France has rejected the citizenship application of a 32-year-old Moroccan woman, Faizi Silmi, who shows only her eyes in public. According to the Council of State, the country’s highest appellate body, her “radical” practice of Islam conflicts with equality of the sexes and other French values. The ruling upheld a 2005 judgment that the woman exhibits “insufficient assimilation":
The legal expert who reported to the Council of State said the woman’s interviews with social services revealed that “she lives almost as a recluse, isolated from French society.”
The report said: “She has no idea about the secular state or the right to vote. She lives in total submission to her male relatives. She seems to find this normal and the idea of challenging it has never crossed her mind.”
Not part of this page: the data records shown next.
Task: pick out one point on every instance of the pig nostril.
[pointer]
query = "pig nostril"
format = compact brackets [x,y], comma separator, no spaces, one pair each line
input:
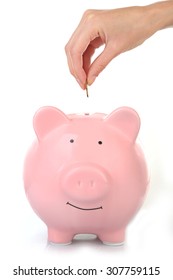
[79,183]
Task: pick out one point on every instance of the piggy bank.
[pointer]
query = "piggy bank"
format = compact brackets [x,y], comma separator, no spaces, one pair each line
[85,173]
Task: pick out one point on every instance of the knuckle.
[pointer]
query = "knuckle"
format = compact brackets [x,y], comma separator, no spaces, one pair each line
[90,15]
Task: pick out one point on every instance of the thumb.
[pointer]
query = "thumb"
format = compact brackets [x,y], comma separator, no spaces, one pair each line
[101,62]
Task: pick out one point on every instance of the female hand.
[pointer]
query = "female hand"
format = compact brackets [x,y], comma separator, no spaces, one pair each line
[119,30]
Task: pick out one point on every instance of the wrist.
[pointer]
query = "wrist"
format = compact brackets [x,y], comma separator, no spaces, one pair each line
[160,15]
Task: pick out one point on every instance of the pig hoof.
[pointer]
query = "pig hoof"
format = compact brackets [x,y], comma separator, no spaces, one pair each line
[113,243]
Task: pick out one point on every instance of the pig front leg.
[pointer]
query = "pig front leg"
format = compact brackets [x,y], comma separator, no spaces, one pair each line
[115,238]
[59,237]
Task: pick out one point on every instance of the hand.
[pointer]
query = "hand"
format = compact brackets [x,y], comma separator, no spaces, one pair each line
[119,30]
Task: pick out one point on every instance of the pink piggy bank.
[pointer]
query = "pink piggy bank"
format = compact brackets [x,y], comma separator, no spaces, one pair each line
[86,173]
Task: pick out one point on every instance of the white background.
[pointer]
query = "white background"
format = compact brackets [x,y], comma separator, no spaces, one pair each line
[33,73]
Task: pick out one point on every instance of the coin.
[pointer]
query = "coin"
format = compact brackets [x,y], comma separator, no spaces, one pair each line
[87,90]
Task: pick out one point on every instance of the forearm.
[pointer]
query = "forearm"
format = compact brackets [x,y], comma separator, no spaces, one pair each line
[160,14]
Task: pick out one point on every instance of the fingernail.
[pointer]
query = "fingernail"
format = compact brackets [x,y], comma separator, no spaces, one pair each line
[91,80]
[80,83]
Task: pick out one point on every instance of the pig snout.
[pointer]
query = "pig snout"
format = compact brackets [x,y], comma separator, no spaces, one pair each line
[85,183]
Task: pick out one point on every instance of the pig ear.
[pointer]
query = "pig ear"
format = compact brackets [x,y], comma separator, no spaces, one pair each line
[126,120]
[46,119]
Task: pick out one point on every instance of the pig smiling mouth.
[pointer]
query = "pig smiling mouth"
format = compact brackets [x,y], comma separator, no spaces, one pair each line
[89,209]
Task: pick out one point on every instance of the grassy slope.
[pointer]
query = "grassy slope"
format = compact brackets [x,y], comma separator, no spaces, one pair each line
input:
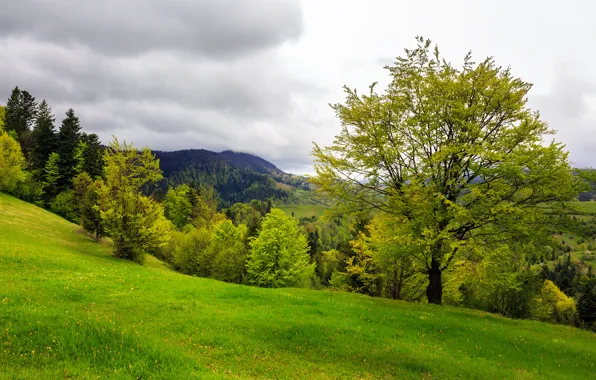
[69,309]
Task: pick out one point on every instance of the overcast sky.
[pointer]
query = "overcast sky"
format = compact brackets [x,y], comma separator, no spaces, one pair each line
[257,76]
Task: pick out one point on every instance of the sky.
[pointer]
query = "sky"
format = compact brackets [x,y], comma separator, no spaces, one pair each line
[258,76]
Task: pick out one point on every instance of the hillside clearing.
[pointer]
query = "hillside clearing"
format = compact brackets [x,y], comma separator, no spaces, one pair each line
[68,309]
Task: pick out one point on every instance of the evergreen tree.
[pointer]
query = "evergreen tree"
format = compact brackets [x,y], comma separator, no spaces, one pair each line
[11,163]
[136,223]
[90,214]
[44,136]
[279,254]
[12,111]
[69,138]
[51,177]
[93,156]
[586,307]
[21,110]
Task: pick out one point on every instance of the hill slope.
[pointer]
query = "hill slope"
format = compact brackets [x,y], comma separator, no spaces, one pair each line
[68,309]
[237,177]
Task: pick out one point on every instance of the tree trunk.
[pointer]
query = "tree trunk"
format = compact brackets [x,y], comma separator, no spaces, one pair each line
[434,290]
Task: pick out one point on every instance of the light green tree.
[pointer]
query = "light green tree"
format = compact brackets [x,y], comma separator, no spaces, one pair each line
[453,153]
[136,223]
[12,162]
[89,209]
[2,116]
[79,158]
[279,254]
[229,259]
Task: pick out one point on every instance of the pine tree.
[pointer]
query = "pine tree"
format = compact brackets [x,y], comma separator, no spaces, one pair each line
[44,136]
[69,138]
[93,156]
[51,177]
[21,110]
[79,158]
[586,307]
[12,111]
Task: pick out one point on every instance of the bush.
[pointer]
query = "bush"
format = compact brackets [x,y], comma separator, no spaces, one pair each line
[194,255]
[279,255]
[553,305]
[64,205]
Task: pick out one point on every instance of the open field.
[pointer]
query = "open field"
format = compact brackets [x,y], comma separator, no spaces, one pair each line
[68,309]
Past applicants have been denied citizenship due to links with extremist groups or a history of preaching radicalism. However, the New York Times notes that this “was the first time that a French court had judged someone’s capacity to be assimilated into France based on private religious practice, taking laïcité — the country’s strict concept of secularism — from the public sphere into the home.” One problem with that analysis: garments that reveal no more than the eyes are used primarily in public rather than one’s house. Thus, they qualify as a matter of community concern, since facial concealment presents a security risk and promotes segregation.
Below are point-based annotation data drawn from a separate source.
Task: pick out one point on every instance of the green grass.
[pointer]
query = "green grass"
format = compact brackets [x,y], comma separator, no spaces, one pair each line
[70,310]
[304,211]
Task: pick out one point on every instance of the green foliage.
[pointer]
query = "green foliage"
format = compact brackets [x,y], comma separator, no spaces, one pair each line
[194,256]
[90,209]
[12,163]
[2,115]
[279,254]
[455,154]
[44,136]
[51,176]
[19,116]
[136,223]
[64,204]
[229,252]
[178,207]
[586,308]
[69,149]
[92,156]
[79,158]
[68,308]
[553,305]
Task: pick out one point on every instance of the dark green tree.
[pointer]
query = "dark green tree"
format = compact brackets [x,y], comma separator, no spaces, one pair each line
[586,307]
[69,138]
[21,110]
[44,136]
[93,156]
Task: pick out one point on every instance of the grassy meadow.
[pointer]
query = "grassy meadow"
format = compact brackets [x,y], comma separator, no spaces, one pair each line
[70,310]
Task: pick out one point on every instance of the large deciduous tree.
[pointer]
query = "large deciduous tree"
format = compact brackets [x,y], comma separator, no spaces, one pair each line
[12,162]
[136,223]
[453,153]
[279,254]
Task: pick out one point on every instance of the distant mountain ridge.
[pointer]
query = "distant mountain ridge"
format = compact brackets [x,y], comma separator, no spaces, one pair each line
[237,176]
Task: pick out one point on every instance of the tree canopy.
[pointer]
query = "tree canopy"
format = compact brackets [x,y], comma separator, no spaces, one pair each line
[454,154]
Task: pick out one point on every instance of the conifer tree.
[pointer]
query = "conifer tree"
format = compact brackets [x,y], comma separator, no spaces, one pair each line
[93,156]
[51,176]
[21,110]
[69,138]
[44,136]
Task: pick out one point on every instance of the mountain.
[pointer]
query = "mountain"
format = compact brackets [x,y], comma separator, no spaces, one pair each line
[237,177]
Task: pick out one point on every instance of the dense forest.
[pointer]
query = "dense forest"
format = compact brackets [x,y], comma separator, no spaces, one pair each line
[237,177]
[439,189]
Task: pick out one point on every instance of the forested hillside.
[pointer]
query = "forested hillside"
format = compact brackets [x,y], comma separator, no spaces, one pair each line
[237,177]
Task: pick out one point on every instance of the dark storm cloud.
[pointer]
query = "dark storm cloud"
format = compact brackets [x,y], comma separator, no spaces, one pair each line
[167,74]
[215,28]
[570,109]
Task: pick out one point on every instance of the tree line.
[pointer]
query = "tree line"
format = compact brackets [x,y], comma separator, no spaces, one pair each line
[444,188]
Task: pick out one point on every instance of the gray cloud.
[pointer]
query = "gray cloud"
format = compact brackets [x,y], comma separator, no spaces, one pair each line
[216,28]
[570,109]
Four years ago, France prohibited from state schools “conspicuous” religious symbols, including Muslim headscarves, Jewish skullcaps, Christian crucifixes, and Sikh turbans. Many contend that this law goes too far in restricting individual freedom. Yet it does reflect the emphasis that the staunchly secular French republic places on the separation between faith and public life — the same values that were central to the Council of State’s ruling.
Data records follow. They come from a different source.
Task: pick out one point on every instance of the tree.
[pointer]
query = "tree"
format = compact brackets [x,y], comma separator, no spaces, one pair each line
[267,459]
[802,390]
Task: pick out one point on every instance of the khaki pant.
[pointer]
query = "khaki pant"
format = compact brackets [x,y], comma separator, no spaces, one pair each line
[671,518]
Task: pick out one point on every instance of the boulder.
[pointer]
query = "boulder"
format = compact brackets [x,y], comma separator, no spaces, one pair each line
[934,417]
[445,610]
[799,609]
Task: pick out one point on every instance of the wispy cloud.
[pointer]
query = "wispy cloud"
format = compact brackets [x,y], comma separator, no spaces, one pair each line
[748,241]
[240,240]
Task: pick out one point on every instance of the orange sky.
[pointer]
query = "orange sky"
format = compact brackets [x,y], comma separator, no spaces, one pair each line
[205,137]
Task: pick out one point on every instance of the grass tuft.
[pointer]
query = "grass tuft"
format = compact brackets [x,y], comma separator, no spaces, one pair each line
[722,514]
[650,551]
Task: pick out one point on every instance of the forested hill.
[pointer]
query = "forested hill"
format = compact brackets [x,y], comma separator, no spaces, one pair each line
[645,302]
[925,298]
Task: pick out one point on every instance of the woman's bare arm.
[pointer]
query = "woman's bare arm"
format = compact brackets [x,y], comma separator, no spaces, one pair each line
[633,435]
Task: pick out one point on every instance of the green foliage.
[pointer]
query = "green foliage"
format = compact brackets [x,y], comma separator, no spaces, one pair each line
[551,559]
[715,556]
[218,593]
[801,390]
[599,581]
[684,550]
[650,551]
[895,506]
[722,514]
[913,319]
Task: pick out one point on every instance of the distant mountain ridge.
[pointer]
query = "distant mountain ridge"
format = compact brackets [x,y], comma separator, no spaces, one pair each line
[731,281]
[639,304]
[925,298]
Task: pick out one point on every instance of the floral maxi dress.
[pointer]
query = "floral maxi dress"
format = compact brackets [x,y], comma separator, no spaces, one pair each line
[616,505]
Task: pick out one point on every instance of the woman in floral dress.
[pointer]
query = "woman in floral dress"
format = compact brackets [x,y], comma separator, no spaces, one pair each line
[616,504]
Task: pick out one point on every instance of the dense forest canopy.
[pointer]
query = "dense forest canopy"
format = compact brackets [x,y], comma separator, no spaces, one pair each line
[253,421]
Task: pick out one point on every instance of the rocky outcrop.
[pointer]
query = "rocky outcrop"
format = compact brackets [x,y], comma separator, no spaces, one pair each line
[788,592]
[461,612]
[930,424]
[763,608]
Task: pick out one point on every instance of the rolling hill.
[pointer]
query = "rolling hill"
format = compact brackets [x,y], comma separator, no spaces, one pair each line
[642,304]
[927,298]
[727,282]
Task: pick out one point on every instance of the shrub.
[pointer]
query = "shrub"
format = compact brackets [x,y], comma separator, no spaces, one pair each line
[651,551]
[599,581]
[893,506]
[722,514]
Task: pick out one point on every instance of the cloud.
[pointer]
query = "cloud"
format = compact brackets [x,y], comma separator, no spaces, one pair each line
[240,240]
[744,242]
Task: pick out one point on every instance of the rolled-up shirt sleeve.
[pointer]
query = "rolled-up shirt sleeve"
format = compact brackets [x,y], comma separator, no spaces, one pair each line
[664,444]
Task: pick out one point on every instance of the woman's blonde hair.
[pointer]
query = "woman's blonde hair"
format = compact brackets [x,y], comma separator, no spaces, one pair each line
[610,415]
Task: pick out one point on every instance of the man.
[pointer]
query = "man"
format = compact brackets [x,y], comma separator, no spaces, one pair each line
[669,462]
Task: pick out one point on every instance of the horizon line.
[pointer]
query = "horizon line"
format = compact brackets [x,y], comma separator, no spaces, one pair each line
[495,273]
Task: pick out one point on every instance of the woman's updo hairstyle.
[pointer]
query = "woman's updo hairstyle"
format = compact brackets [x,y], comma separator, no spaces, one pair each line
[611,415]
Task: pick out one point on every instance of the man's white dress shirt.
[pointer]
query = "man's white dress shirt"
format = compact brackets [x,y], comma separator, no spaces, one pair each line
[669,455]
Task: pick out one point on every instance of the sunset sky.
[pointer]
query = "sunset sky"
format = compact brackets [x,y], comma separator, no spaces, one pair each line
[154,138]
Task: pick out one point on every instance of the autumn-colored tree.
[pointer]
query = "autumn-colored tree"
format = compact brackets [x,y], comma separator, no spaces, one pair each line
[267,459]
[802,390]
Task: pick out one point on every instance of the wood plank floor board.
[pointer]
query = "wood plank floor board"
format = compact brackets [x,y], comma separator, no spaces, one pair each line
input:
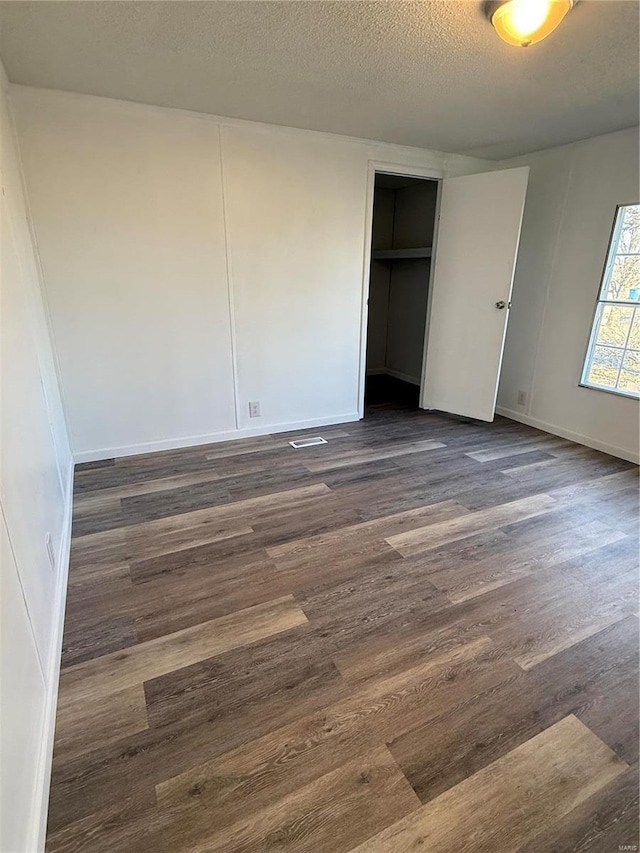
[140,663]
[446,749]
[333,813]
[501,807]
[425,629]
[608,820]
[423,539]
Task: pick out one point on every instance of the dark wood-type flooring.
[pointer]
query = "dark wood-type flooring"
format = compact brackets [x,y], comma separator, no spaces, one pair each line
[421,636]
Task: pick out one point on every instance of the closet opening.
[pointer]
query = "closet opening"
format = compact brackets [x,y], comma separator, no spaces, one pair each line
[404,218]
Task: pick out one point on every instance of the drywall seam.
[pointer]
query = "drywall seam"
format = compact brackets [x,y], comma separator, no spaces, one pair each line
[52,677]
[365,287]
[547,293]
[24,597]
[212,438]
[230,296]
[577,437]
[43,295]
[438,158]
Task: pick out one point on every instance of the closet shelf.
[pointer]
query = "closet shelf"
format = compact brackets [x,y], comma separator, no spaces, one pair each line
[401,254]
Silmi’s ignorance about the right to vote is also a valid reason to deny her citizenship. In the United States, for example, applicants must demonstrate basic knowledge of American civics and history by passing a short exam. Such understanding is essential for the proper functioning of countries like the U.S. and France, which are organized on the basis of ideas.
While the woman can remain in France, her husband contemplates moving the family to Morocco or Saudi Arabia. At least we can be certain that Faizi Silmi now grasps one essential freedom of Western nations: the freedom to leave.